軽自動車税増税で2割が購入に影響---使用実態調査

ホンダN-BOX
日本自動車工業会は、2017年度に実施した軽自動車使用実態調査の結果をまとめた。

調査は1981年から隔年で実施しており、軽自動車の使用状況や軽自動車ユーザーの生活意識・消費行動の実態から、社会の要望に対して軽自動車が置かれている位置づけを明らかにすることを目的としている。

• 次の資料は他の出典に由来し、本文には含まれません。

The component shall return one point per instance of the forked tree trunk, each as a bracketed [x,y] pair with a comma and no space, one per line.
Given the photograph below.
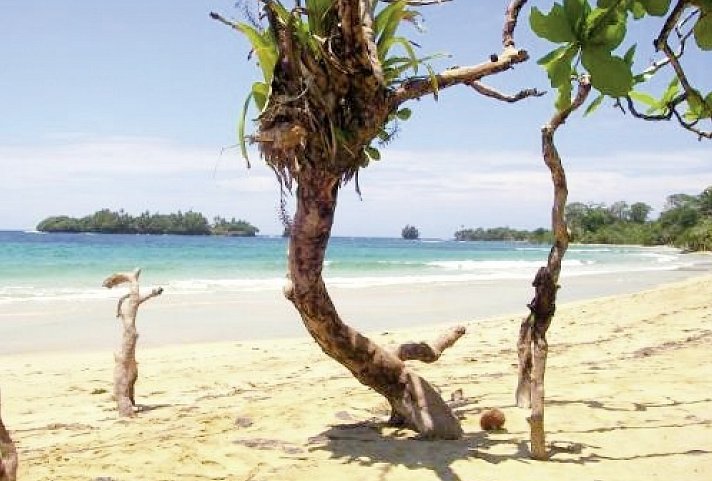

軽自動車の使用と購買実態では、軽乗用系では年収400万円未満の人が約4割を占めており、60代以上の割合が増えている。使用頻度では「ほとんど毎日」が増加傾向にある。併有状況では軽自動車のみの世帯が増えている。

軽キャブバンでは60代以上が半数近くを占める中、商用用途が約7割を占める。軽トラックでは60代以上の割合が約6割で、農業で使われている人が半数近くを占める。

税制改定の影響と意識変化では、軽自動車税の改定により、購入への影響があった人が約2割で、購入時期を早めた人がそのうちの約8割、延期した人が約2割となっている。購入時期を延期した人は軽乗用系全体に比べ「既婚・末子未就学児」、「既婚・子独立」、「年収400万円未満」の比率が高い。

増税により軽自動車税を負担に感じる割合は年々上昇している。現在7200円の軽自動車税を支払っている人の負担額が1万0800円以上になると、「50代・60代」を中心に負担を感じ始め、今後、軽自動車税を負担に感じる人の割合は拡大すると見られる。

軽自動車は、公共交通機関が不便な、人口密度の低い地方部に多く普及している。人口密度が低い地域ほど60代以上の比率が高く、軽自動車は生活に必要なライフラインとなっている。

60代以上では約7割が軽自動車の運転継続意向を持っており、70代以上でも半数以上が運転継続意向を持っている。女性では、中学生以下の子供を持つ働く女性は使用頻度が高く、軽自動車がなくなった場合に生活に困るとする割合が高い。30代以下の若者では地方部で軽自動車がなくなった場合、生活に困るとする割合が高く、次に買う自動車として軽自動車を選ぶ人が半数以上を占めている。

先進安全装備・機能の評価では、購入時の安全性重視度は高まっており、先進安全装備・機能の認知率も2015年度から上昇している。「サポカー」の認知率は24%にとどまるが、サポカーを認識していない人を含めた安全装備・機能搭載車の購入意向は8割で、サポカーの潜在需要は高い。特に60代以上での購入意向が高くなっている。